Phase II study of the hyper-CVAD regimen in combination with ofatumumab as frontline therapy for adults with CD-20 positive ALL

Category Primary study
JournalJournal of Clinical Oncology
Year 2014
Background: The hyperCVAD regimen is an effective frontline program for de novo adult ALL. CD20 expression was identified as an adverse prognostic factor, associated with a higher incidence of relapse and lower 3-year OS rates. Addition of rituximab to the hyperCVAD program in patients with CD20+ ALL improved outcome with 3-year CRD and OS rates by 68% and 65%, respectively. Ofatumumab targets a membrane proximal small-loop epitope on the CD20 molecule and was found to be more potent than rituximab. Combination of the hyperCVAD regimen and ofatumumab may be associated with better responses and higher 3-year PFS and OS rates. Methods: Pts with newly diagnosed ALL and pts who received 1 prior course of chemotherapy received 8 courses of hyperCVAD alternating MTX-Ara-C; ofatumumab was given on courses 1 through 4. This treatment is to be followed by POMP maintenance therapy for approximately 30 months, interrupted by intensifications months 6, 7 and 18, 19 with MTX/Pegylated asparaginase and hyperCVAD-ofatumumab.

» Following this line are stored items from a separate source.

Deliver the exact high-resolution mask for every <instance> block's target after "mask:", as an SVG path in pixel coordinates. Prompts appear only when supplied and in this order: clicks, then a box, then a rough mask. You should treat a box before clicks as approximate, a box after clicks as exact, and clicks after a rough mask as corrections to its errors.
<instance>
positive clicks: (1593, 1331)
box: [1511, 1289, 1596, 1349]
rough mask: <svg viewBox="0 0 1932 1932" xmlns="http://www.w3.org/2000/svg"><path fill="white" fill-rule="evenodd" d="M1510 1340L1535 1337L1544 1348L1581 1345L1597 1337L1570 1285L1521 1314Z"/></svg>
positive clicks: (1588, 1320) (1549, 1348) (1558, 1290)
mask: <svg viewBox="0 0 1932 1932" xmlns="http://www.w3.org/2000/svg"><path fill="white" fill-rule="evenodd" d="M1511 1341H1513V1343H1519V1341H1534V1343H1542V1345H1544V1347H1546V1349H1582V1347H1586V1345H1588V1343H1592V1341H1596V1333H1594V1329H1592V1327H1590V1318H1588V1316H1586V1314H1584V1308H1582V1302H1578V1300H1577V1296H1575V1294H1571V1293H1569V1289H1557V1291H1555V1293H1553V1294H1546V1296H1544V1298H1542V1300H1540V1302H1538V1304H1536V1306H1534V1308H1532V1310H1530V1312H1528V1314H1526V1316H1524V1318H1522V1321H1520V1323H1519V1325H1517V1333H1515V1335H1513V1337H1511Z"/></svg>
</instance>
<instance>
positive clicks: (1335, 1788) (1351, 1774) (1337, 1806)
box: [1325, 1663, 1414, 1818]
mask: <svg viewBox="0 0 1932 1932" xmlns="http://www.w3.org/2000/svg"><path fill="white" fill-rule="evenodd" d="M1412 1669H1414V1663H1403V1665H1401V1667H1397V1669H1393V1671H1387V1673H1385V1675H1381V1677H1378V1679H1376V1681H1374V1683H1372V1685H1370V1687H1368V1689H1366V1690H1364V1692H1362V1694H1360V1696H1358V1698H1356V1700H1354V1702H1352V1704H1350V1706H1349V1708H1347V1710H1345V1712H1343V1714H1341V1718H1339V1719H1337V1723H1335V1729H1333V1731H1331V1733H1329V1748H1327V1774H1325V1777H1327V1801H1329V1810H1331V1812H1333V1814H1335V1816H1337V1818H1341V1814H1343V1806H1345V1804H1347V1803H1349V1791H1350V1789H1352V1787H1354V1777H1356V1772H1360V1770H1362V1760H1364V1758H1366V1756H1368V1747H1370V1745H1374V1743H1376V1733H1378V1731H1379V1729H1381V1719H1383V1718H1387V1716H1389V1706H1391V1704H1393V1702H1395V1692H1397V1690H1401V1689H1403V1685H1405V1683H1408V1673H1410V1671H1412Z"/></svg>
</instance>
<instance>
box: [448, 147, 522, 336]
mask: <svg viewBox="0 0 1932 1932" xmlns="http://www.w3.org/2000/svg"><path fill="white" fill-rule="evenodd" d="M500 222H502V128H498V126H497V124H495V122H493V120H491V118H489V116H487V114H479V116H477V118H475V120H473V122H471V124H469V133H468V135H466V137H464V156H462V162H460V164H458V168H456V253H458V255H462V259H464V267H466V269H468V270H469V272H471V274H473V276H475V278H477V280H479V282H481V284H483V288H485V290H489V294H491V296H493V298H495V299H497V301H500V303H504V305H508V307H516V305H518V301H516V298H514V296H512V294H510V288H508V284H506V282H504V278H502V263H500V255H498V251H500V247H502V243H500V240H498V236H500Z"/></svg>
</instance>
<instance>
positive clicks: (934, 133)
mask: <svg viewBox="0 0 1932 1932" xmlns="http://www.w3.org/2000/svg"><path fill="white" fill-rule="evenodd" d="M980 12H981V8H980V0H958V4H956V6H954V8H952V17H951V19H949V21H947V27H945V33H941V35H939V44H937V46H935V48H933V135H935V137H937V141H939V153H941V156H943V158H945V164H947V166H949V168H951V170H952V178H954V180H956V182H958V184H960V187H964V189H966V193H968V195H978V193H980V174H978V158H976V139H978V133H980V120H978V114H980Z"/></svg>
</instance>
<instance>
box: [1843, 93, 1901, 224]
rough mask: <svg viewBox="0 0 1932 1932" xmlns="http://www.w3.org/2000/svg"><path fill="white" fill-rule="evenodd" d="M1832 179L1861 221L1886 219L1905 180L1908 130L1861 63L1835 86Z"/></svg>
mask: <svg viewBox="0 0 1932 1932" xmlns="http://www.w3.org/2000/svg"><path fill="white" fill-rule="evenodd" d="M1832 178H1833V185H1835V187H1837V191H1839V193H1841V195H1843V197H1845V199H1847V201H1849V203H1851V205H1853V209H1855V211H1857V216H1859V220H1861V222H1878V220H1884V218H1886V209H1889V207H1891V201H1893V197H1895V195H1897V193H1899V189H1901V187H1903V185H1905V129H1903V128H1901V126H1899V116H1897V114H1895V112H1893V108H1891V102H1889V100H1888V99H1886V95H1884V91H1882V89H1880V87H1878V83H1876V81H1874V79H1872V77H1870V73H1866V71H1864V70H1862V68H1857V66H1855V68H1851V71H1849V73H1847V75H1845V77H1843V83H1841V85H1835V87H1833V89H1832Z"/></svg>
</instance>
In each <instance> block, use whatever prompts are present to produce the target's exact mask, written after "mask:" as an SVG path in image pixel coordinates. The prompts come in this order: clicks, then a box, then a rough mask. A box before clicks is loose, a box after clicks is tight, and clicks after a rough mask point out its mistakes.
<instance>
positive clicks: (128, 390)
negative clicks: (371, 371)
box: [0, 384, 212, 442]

CNS prophylaxis was administered. Results: 21 pts with de novo ALL and 2 pts in CR previously treated have received a median of 7 cycles; 7 pts did not receive the full 8 planned courses. 15 pts are receiving maintenance in CR. Median age is 50 years. All but 1 pt (95%) achieved CR after cycle 1; 1 pt died of septic shock at C1D21. 22/23 pts (95%) achieved MRD negativity as assessed by FCI; of whom 14 (64%) after induction. Grade ≥ 3 toxicity included increased LFT's in 7 pts (30%), increased bilirubin in 6 (26%), thrombotic events in 1 (4%) and neuropathy in 1 (4%). Febrile neutropenia episodes during induction and consolidation cycles were reported at rates of 71% and 77%, respectively. With a median follow-up of 12 months, 21 pts are alive; two patients developed sepsis and died at C1D21 and C3D17, respectively. 2 pts have undergone ASCT: due to the lack of MRD negativity achievement in one and a highly complex karyotype at diagnosis in the second; the first relapsed 7 months post ASCT. The 1-year PFS and OS rates were 91% and 91% respectively. Conclusions: The combination of hyperCVAD/ofatumumab is safe and highly effective in pts with CD20 + ALL.